Lastly, in regards to the Republican part becoming the Pro-Life party, I do chide many in my party for being "one-issue" minded. (Otherwise, voting or not voting for someone because they are for or against abortion.) The same can be said for the Democrats who voted in a majority congress because they were all against the war. People were not thinking, just voting completely on emotion. There are many who will not consider Guiliani because he is pro-choice. That is stupid.

Anyhow, I digress.... Emotion is the biggie though, and that is at the crux of the abortion debate. Politics becomes foolish and dangerous when emotions drain all energy from logic and reason.

 
At 22 April, 2007 20:29, Blogger Torsten Pedersen said...

First, let me reformulate my position on IVF. I'm not certain its morally wrong and I don't want to critize anyone who choose this treatment for infertility. However, personally I think it is very problematic.

Yes, at the moment 'stare decisis' is the position of the court concerning Roe v. Wade, and I wouldn't be surprise if the court actually tired to avoid having to revisiting this decision. However, the court is close to being willing to reconsider and overturn Roe.

 
At 23 April, 2007 15:05, Anonymous Kiersten said...

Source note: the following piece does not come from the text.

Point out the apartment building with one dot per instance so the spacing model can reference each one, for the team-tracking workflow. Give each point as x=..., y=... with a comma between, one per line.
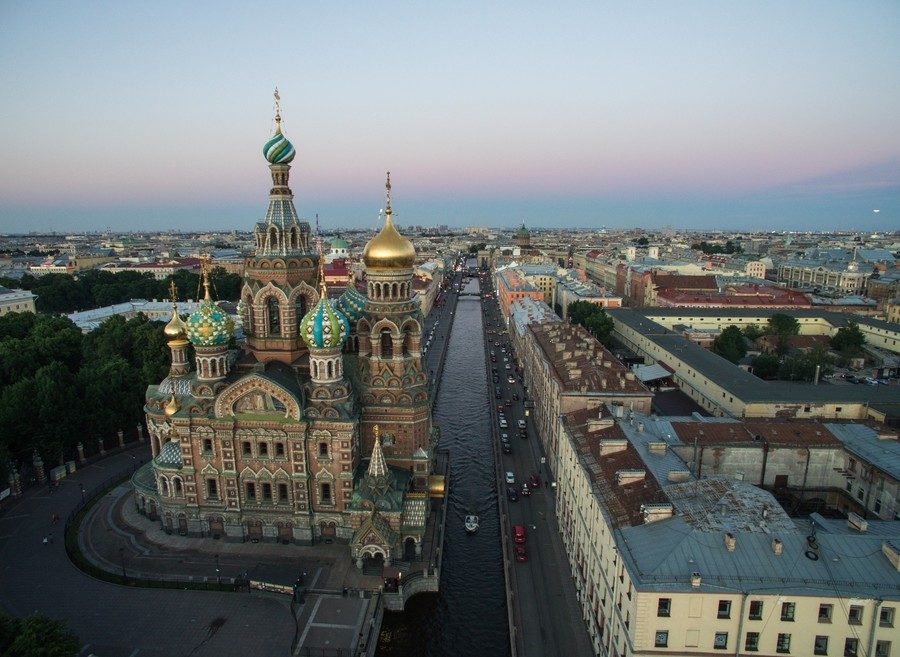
x=665, y=563
x=567, y=369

While I don't think that we will ever agree on activist judges, I found your points about the republican party very interesting. This next presidential election going to be a very fascinating. It was no surprise that that all the presidential candidates on each of their respective sides came out for or against the court's decision.

On the republican side, there doesn't seem to be a candidate that the religious conservatives are happy with. Whether it be about abortion or just that they are not happy with the candidate's religion. Since I would say they make up about 25 percent of the party, it will be interesting to see what they decide.